Dr. Wendy can treat your trigger points by helping you address your overall health needs. She frequently prescribes deep breathing and/or meditation to help her patients deal with the stress in their lives. As both a naturopath and a licensed acupuncturist, she helps to treat you from the inside and from the outside. Acupuncture and chinese medicine can be used quite effectively on trigger points. There have been many studies done on the effectiveness of acupuncture for fibromyalgia and pain in general. I actually get acupuncture every other week and it’s helped with my chronic migraines, fibromyalgia, and even my IBS! For trigger points specifically, there is a technique called “dry needling” where the acupuncture needles are placed directly into the trigger points to cause them to relax.
As a massage therapist, Barbara (right) uses manual methods, as well as several different tools to work on your trigger points. She uses hot stones, stretching and cupping, along with her regular massage techniques. Several months ago I went to Barbara to have her work on some trigger points and my legs for some fibromyalgia pain I was having. She used the cupping techniques on my neck, back, arms and legs. In an experiment, we decided to have her do just one of my legs. After that appointment, the sharp “ice pick” pains I would have in my legs went away on the leg she did the cupping on! A month later, I went back and had her “fix” my other leg! I receive massage every other week, alternating with acupuncture, to help keep my pain levels low. I find that if I go too long between massages, my pain levels increase.
Our other sponsor for the evening, Dr. Travis Evans from Lakeside Family Cosmetic Dentistry, quite often deals with trigger points when he is working with clients who are having jaw pain. The TMJ (temporomandibular joint, or jaw joint) is the most complicated joint in the body; multiple muscles control the opening and closing of the jaw. Trigger points in this area can cause pain that can actually mimic toothaches, among other things.
If you’re looking for someone to help you with your trigger points, let me know. I have several different people I can refer you to.
Enjoyed the post and got some useful tips from Dr. Josh and Barbara.

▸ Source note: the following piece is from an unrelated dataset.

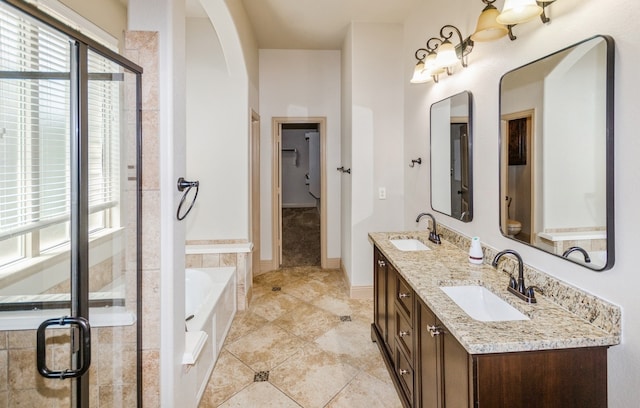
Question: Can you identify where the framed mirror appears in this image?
[430,91,473,222]
[500,36,615,271]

Will try these exercises out for sure.
Thanks for sharing. 🙂
Thanks for this post on Trigger Points. As a physiotherapist, I see patients who suffer from pain caused by trigger points all the time. I have realized very quickly that some trigger points respond to manual therapies, acupuncture, stretching and others respond but only temporarily. By the following session, these stubborn trigger points come right back. I have noticed that the trigger points that return are often in muscles that are reacting to something else, such as a stiff joint, a joint hyper-mobility or poor alignment of the spine. Once the root problem is resolved, the trigger point too resolves.